A Toy-Stock Story for Value Investors KIDS, CLOWNS, AND GREAT RETURNS AT NOODLE KIDOODLE
By Jeremy Kahn

(FORTUNE Magazine) – These are tough times in toy land. Furby fever aside, toy retailers are whining that there aren't enough hot products on the market anymore. Kids are outgrowing simple mass-market toys like plastic action figures and dolls at ever younger ages and demanding more sophisticated entertainment (sports equipment, computer games) --then quickly outgrowing those, too, and ceasing to buy toys altogether. The trend is reflected in toy-store earnings. Same-store sales at Toys "R" Us--by far the largest U.S. toy retailer, with 704 domestic outlets--fell 7% in 1998 from the previous year during the all-important holiday shopping season. At Kay-Bee Toys, a subsidiary of Consolidated Stores, sales crept up just 2% during roughly the same period.

But there is one toy stock poised to provide investors with fun-filled returns in the year ahead: Noodle Kidoodle (ticker: NKID), a 42-store chain specializing in educational toys and software. Its same-store Christmas-season sales were up 12%, beating analysts' single-digit growth estimates. In fact, Noodle had a great 1998, as its stock surged 153% from 3 3/4 to 9 1/2--even touching 11 5/8 at one point. Analysts expect the company to post earnings of $2 million, or 25 cents a share, for the year.

The good news doesn't stop there. Twelve more outlets are scheduled to open this year, and Sean McGowen, a toy analyst at Gerard Klauer Mattison, recently upped his 1999 price target for the retailer from $12 to $14. (In early February it traded at 7 5/8) It's the only toy company he currently has a "buy" recommendation on.

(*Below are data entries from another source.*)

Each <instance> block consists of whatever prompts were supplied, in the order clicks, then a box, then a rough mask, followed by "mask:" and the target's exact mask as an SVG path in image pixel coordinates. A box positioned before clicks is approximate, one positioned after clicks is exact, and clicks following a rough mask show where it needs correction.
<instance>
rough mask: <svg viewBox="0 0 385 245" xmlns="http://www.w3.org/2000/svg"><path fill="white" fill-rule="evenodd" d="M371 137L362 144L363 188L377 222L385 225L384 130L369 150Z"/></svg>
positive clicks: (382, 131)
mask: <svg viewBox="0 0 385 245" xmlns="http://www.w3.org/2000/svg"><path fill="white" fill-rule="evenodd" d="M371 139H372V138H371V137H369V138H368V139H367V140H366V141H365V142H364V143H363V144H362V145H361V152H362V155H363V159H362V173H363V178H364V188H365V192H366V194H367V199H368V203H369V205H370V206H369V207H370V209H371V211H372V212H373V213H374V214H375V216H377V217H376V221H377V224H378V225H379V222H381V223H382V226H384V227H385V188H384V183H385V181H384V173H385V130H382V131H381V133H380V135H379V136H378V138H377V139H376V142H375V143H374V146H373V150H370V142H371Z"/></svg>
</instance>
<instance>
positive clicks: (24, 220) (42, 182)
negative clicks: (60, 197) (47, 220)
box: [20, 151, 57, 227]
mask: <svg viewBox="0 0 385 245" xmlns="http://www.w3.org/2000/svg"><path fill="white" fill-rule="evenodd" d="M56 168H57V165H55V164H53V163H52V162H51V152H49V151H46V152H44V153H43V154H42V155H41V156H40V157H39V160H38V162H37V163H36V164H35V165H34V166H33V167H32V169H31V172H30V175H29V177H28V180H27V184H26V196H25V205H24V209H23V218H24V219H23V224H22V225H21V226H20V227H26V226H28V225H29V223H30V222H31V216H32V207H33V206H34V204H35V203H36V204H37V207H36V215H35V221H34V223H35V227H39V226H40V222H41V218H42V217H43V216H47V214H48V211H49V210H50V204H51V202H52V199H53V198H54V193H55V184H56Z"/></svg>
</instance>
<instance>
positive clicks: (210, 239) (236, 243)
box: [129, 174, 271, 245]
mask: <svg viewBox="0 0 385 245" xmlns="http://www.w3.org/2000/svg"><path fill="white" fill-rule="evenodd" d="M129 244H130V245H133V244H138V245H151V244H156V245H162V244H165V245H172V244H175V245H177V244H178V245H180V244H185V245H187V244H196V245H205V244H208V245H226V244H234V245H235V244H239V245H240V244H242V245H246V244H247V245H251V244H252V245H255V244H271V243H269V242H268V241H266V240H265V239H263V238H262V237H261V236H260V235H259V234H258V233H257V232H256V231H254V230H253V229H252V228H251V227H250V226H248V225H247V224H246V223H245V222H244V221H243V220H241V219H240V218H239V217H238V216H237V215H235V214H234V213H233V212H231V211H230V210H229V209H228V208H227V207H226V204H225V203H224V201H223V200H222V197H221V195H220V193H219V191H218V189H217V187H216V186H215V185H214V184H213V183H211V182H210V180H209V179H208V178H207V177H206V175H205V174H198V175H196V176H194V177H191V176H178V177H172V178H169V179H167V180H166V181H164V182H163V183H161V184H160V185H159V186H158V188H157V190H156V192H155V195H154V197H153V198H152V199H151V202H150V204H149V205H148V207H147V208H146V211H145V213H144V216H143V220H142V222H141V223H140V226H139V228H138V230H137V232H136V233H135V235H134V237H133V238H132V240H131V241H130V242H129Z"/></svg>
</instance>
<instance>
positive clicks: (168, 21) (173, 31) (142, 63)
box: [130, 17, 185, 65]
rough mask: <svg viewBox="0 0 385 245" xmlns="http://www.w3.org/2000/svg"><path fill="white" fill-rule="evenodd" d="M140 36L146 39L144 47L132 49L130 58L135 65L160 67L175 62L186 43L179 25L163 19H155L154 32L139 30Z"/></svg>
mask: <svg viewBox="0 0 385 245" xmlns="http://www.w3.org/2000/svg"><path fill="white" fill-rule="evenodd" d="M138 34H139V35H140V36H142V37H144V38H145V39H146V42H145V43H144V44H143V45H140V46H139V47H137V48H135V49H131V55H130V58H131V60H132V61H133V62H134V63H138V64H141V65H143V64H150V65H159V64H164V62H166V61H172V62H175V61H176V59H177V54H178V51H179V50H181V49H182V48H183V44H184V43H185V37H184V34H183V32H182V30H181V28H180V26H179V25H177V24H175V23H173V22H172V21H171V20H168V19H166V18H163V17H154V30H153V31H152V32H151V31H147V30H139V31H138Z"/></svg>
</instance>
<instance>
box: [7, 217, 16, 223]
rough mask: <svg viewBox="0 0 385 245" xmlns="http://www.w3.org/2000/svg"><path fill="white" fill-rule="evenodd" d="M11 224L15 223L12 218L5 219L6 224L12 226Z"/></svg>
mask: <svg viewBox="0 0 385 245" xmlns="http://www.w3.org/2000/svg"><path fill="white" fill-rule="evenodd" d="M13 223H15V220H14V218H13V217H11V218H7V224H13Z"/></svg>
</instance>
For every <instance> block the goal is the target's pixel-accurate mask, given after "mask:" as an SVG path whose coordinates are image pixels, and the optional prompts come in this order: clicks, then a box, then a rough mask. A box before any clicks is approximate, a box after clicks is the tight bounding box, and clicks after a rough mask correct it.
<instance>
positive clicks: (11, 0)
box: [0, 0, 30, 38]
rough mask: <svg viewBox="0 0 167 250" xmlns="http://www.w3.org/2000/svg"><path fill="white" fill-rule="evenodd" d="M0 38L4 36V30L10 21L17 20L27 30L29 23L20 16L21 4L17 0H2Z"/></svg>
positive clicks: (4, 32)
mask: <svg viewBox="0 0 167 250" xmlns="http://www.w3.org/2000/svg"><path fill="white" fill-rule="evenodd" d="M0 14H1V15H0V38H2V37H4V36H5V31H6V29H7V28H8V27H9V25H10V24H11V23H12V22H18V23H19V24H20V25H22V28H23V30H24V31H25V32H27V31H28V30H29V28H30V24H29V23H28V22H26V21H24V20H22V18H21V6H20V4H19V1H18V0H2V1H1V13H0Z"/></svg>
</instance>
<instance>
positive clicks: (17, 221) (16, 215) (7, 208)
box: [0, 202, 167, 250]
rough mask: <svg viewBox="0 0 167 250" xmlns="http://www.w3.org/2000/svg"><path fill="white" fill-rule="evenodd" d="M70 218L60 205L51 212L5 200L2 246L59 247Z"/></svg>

What's Noodle's secret? For one thing, the company, based in Syosset, N.Y., operates in the only segment of the toy market enjoying robust growth. The educational software, videos, books, science kits, and puzzles it sells appeal both to kids looking for entertainment beyond G.I. Joe and Barbie and to anxious yuppie parents desperate to give Junior an intellectual boost in a hypercompetitive society.

Moreover, Noodle's stores--located predominantly in affluent suburbs in the Northeast, South, and Midwest--aim to turn shopping into parent-child "quality time." At 8,000 square feet, they are larger than typical specialty shops but more intimate than a cavernous Kmart or Toys "R" Us. Well-lit, carpeted, and brightly decorated, they feature shelves children can reach, plenty of well-trained salespeople, free gift-wrapping, and a "try it before you buy it" policy that allows kids to play with toys, run computer software, and screen videos before deciding on a purchase. Now add in frequent product demonstrations, story times, and clowns and musicians. "We want the trip to Noodle Kidoodle to be fun in and of itself," says CEO Stanley Greenman.

Sure, competitors like Zany Brainy, Imaginarium, Store of Knowledge, and Learningsmith follow similar concepts, but none of them are publicly traded. Nor do the majors show any sign of radically altering their product mix to imitate Noodle, says Harry Ikenson, an analyst with Hambrecht & Quist. (More than half the products Noodle sells aren't even available at mass-market stores.) Why not? Stores like Toys "R" Us, designed to compete in a high-volume, low-cost, low-service arena, can't afford the shelf space and staff needed to sell more sophisticated products.

With 1998 revenues of just under $100 million, Noodle Kidoodle is a mere dollhouse next to Toys "R" Us' $11 billion mansion. But it may be the best game in town for investors.